Transitioning to a sustainable organisation
Sustainability at EMBL reduces our environmental impact, finds solutions to the major global challenges and promotes sustainable science.
In this first edition of EMBL Sustainability Stories, we tell you about Magdalena Gierlach, supervisor of the lab kitchen services, and the continuing contribution of her team to EMBL’s sustainability journey.
Researchers, who make up 0.1% of the population, generate almost 2% of the global plastic waste, data that underlines the importance of our efforts to reduce and reuse. A recent study calculated that reusing labware instead of using single-use versions can bring about an 11-fold reduction in the associated CO2 footprint. EMBL’s lab kitchen services play an important role in encouraging and enabling such behaviours.
Magdalena Gierlach started working for EMBL in 1996 and has worked to support and facilitate EMBL’s science ever since. In conversation with her, she told the Sustainability Team of all the services her team offers and we discussed how they can support EMBL’s sustainability goals.
Indeed, this may come as a surprise, but the services Magdalena and her team provide to EMBL members are extremely valuable, not only to facilitate research but also to support our sustainability strategy. “I was really happy to hear about the environmental benefits that the lab kitchen offers and we want to continue to help EMBL reduce its environmental impact in the future,” Magdalena said.

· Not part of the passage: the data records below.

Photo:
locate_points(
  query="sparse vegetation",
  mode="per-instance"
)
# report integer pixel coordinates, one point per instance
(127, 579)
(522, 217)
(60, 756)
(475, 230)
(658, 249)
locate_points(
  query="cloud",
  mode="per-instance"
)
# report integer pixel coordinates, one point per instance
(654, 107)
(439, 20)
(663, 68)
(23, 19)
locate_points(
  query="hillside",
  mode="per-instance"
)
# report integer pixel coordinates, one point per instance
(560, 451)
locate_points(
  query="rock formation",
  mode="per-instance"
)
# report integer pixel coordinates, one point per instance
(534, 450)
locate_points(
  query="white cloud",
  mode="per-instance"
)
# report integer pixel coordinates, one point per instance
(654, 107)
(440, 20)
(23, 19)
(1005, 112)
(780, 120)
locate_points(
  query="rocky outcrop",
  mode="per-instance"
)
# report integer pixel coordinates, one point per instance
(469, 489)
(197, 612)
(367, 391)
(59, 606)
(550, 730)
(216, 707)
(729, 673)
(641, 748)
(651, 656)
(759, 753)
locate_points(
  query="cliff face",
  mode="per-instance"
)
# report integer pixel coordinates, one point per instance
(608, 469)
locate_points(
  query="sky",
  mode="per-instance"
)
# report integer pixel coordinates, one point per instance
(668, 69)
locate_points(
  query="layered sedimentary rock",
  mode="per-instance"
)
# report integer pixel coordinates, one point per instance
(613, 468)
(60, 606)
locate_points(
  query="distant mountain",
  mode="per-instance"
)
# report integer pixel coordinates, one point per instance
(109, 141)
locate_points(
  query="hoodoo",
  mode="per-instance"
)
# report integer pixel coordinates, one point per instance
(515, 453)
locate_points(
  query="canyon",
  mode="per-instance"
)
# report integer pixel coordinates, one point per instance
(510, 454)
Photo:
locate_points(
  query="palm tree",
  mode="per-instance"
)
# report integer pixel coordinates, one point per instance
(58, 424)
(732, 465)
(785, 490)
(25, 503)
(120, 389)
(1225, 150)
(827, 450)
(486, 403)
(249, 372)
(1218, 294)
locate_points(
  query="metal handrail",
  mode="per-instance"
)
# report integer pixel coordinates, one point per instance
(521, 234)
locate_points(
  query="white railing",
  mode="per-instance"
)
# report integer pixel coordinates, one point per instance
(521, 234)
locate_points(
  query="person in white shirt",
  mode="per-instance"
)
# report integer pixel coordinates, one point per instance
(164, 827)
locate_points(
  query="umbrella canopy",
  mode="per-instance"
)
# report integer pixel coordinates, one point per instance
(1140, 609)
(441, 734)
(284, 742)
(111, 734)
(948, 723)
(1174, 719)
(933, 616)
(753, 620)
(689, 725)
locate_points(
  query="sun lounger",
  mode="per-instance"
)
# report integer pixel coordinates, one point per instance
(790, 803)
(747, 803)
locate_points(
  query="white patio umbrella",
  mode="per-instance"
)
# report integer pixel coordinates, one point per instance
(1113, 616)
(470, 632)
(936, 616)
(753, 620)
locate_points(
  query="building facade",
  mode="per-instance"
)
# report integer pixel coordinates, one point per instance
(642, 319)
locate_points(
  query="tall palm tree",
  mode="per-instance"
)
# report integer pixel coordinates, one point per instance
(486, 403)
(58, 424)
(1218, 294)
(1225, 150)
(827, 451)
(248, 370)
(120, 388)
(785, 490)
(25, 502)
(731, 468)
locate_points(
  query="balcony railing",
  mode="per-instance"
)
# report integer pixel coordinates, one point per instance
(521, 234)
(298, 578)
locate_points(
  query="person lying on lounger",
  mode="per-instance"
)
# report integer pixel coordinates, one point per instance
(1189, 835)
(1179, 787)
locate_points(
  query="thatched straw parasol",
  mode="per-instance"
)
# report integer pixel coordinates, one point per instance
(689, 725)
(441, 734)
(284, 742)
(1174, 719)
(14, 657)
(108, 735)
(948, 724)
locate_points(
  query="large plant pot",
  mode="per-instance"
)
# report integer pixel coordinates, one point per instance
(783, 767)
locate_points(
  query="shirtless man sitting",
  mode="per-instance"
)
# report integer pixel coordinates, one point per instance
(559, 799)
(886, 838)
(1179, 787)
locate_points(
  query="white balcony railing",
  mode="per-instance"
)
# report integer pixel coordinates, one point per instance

Magdalena’s team is distributed into three general-purpose kitchens, one media kitchen and one fly kitchen. They are in charge of supplying labs with many different reagents and labware. Their work contributes to reducing our environmental footprint at several different levels; the reduction of plastic waste being one of the most relevant.
A good example of these efforts is the pipette tip refilling and sterilisation pipeline established by the kitchens, which is tailored to meet the different requirements of our units. The team normally refills the boxes from stackable tip racks but during the pandemic, they had an alternative plan to ensure the undisturbed supply of tip boxes: buying single tips and refilling the boxes manually.
Another invaluable pipeline established by the team is the collection, cleaning, and sterilisation of glassware, such as serological pipettes and measuring instruments, which reduces our dependence on single-use plastics. The kitchen services also provide labs with several essential sterile reagents, such as water and phosphate-buffered saline (PBS), preparing more than 150 litres a week of the latter. In the most extreme case, this is keeping us from using and discarding up to 300 plastic bottles a week. The service maintains a strict separation between the reagents used for cell culture and any other lab-used bottles to ensure sterility.
However, PBS is only the tip of the iceberg. The media kitchen also produces cell culture media and has never had, in more than 20 years, any reports of contamination. They also make other commonly used reagents and can even adapt the production to certain special circumstances and user needs.
It is clear that our lab kitchens are working hard to make EMBL more sustainable. They reduce our dependence on precious resources and reduce our waste volumes. So, if you have ever considered how you can be more sustainable in your research, perhaps look into the services that lab kitchens provide and see if you can use them more often.